Mining the Same Territory
After spending the last month preaching about keeping awake and preparing for the coming of Jesus, to have Advent 1 start with the exact same message is strangely consistent.
For those of us who use the Revised Common Lectionary, we get a gospel for the first Sunday in Year B which could have been drawn straight from the end of Year A. Which is a bit like celebrating New Year’s Day with last year’s party hats.
It’s too consistent. It is the exact same territory.
This week’s gospel, Mark 13:24-37 theoretically takes place on the same day as the arc we just went through in Matthew: 22-25. Even the reference to putting the slaves in charge and not knowing when the master would return has a strange call-back character to the parables we tackled.

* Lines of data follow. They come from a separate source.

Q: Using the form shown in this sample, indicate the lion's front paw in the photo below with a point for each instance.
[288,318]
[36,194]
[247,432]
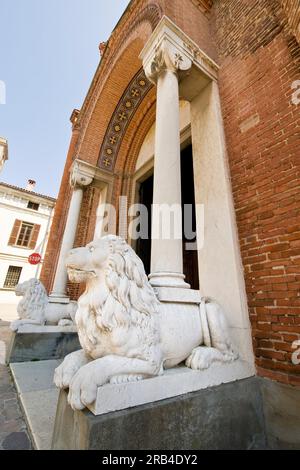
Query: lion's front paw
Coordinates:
[197,360]
[14,326]
[66,371]
[83,387]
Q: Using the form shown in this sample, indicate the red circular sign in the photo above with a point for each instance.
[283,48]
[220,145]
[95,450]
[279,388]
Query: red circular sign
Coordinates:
[35,258]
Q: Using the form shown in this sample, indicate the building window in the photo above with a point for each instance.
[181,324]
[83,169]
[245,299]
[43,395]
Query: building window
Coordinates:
[33,205]
[25,234]
[12,277]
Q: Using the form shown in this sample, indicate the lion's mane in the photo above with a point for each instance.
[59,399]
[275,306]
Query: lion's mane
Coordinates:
[130,300]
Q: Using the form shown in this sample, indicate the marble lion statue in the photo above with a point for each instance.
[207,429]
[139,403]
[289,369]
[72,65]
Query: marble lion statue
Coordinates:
[34,308]
[126,334]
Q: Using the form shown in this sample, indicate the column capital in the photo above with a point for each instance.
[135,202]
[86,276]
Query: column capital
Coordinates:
[169,48]
[166,57]
[81,174]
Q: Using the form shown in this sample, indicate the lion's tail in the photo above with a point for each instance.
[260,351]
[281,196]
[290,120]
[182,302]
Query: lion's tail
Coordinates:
[215,328]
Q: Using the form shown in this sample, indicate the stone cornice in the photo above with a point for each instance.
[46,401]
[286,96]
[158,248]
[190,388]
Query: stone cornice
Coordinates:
[182,49]
[84,174]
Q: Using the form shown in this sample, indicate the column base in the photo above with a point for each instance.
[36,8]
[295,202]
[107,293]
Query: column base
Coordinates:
[58,299]
[165,279]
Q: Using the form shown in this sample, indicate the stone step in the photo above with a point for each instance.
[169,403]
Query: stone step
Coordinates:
[38,397]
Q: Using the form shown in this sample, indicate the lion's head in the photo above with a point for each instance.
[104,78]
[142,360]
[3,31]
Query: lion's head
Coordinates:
[34,301]
[118,291]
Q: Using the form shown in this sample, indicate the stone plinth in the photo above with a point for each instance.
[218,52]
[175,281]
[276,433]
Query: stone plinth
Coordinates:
[174,382]
[225,417]
[40,343]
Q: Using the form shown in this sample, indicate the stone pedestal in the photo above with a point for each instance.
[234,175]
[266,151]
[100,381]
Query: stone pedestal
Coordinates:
[40,343]
[229,416]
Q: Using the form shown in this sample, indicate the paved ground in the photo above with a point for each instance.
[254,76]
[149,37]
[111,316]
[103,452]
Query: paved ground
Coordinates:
[13,430]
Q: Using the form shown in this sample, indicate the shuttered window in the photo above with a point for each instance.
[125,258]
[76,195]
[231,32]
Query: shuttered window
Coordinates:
[24,234]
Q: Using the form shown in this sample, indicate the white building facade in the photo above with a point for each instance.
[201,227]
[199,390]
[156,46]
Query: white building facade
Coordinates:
[25,221]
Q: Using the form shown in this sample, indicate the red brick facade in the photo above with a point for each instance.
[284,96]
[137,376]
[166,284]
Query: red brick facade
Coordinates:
[256,45]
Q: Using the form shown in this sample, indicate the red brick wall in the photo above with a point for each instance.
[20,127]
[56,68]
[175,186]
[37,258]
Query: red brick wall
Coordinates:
[259,60]
[255,46]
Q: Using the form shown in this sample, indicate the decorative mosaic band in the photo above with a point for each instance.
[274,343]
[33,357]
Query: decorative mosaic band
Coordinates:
[131,99]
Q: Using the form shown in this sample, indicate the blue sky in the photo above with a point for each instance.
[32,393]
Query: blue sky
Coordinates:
[48,56]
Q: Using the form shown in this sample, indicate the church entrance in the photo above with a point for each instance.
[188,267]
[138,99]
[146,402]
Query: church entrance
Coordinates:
[190,255]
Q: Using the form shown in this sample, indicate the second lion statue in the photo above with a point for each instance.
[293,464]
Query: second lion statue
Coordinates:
[126,334]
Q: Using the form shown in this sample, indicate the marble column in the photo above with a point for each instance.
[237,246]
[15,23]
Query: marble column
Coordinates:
[167,250]
[77,181]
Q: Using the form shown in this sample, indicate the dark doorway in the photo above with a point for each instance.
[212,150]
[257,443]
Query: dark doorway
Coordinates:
[190,253]
[143,246]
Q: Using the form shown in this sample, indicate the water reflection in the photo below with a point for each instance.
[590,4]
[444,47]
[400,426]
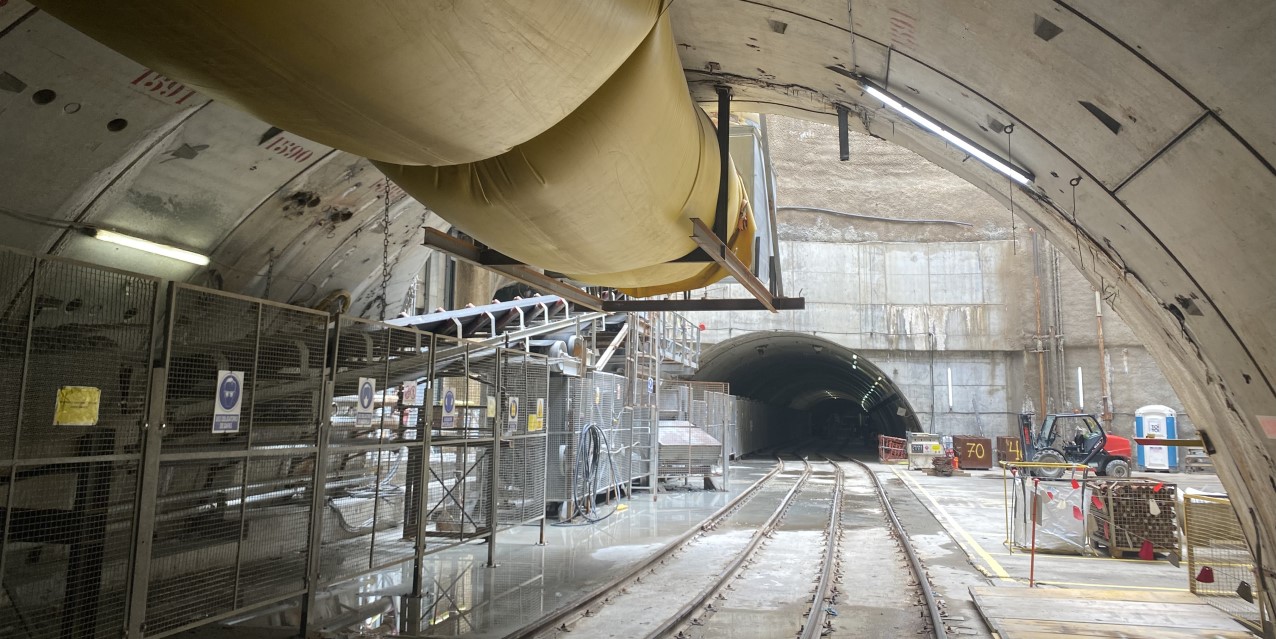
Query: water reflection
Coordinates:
[461,596]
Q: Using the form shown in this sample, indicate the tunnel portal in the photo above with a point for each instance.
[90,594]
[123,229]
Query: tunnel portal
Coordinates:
[849,398]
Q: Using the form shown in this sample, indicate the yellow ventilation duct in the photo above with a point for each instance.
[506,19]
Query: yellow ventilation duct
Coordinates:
[410,82]
[608,194]
[559,133]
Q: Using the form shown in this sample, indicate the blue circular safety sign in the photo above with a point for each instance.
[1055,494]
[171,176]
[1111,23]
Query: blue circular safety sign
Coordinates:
[227,394]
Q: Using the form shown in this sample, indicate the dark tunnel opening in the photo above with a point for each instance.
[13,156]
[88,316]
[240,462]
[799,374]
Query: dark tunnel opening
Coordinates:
[849,398]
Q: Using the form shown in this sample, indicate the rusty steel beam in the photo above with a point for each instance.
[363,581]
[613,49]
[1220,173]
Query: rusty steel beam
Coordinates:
[712,245]
[474,254]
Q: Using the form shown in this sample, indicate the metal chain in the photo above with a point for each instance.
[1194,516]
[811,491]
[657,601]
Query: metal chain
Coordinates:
[385,248]
[1009,181]
[269,273]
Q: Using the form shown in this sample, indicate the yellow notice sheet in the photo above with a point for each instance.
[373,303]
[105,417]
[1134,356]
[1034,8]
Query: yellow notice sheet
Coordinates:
[77,406]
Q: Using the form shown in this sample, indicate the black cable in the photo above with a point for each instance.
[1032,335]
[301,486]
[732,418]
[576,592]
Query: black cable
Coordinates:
[588,471]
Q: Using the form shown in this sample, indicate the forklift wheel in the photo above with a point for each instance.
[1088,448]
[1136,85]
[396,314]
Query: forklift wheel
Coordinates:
[1049,457]
[1118,468]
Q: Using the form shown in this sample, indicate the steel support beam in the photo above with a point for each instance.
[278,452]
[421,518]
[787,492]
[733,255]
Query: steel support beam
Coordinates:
[474,254]
[712,245]
[724,133]
[702,305]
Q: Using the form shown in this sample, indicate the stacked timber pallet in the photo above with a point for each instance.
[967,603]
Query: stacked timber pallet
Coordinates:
[1133,515]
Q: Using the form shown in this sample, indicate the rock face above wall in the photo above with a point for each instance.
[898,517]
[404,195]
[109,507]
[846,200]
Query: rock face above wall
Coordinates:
[881,180]
[923,299]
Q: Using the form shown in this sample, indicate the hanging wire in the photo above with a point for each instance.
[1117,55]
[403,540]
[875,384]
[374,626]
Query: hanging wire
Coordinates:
[1009,183]
[385,248]
[1076,227]
[269,273]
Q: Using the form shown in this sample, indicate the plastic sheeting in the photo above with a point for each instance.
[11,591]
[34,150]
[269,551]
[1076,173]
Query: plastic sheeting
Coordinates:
[1060,527]
[401,80]
[608,190]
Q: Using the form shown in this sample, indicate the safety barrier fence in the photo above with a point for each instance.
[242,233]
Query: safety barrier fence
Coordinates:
[172,455]
[892,449]
[1220,565]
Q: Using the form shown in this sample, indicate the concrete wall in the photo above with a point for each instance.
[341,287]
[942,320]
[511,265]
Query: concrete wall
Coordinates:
[921,297]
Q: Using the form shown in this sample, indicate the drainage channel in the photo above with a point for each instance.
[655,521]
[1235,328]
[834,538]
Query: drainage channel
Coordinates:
[675,587]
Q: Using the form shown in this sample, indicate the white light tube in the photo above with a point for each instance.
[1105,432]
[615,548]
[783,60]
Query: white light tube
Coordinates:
[148,246]
[1081,390]
[948,135]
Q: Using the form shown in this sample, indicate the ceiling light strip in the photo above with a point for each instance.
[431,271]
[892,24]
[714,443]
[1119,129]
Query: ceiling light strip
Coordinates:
[148,246]
[975,151]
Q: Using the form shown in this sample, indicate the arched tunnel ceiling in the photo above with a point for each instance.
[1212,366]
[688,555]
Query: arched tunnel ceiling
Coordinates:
[796,371]
[1160,111]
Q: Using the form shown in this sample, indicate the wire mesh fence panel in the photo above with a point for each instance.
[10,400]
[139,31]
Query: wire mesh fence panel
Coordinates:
[289,376]
[236,464]
[521,482]
[75,365]
[375,444]
[1220,566]
[563,435]
[193,559]
[624,447]
[66,550]
[209,333]
[458,492]
[398,496]
[605,411]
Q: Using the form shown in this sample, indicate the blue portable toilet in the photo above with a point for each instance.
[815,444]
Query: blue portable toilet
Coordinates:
[1156,422]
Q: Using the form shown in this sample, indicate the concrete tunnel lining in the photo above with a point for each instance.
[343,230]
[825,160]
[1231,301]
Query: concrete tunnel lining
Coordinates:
[808,373]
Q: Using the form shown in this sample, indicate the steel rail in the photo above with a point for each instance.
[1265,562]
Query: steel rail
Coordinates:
[813,626]
[937,620]
[690,607]
[579,606]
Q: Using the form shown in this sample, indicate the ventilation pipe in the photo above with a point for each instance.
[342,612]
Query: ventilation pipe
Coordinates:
[560,134]
[397,80]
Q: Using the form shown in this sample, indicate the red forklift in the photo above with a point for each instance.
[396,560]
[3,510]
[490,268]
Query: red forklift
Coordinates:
[1077,439]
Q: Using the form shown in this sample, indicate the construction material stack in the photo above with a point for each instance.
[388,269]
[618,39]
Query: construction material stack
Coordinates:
[1133,515]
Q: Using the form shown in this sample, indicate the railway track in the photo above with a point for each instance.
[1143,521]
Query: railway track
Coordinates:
[764,565]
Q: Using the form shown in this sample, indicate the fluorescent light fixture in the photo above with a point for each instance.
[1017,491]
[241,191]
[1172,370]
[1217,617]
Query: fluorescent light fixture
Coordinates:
[148,246]
[925,123]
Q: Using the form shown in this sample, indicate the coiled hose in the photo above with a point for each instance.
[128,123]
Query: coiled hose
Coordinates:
[593,463]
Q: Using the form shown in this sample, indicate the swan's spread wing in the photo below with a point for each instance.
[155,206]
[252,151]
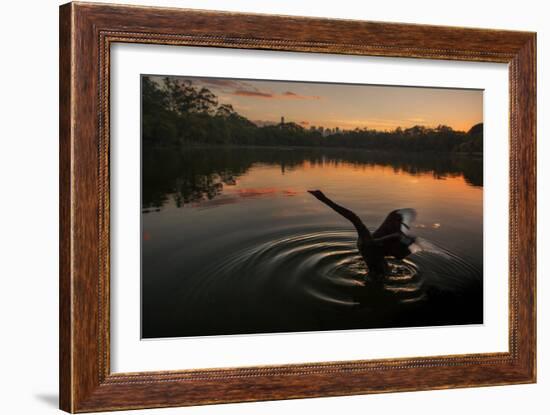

As a preacher, this level of continuity pretty well pisses me off because it puts us into the same mind: a mind which was approaching the Passion. Tuesday of Holy Week. 48 hours before Jesus’s arrest and torture.
Nothing says we’re anticipating the birth of Jesus like walking to the cross.
The lectionary is setting us up for a reason, but I don’t have to like it. And it isn’t one that I take to willingly.
In part because this is such a foreign stream from where we are at as people. And it’s increasingly against the grain of even American Christianity.
Advent vs. Christmas
American Christianity is busy getting ready for Christmas.
But it isn’t Christmas yet. It’s Advent. And many of us church nerds love to let the world know that fact.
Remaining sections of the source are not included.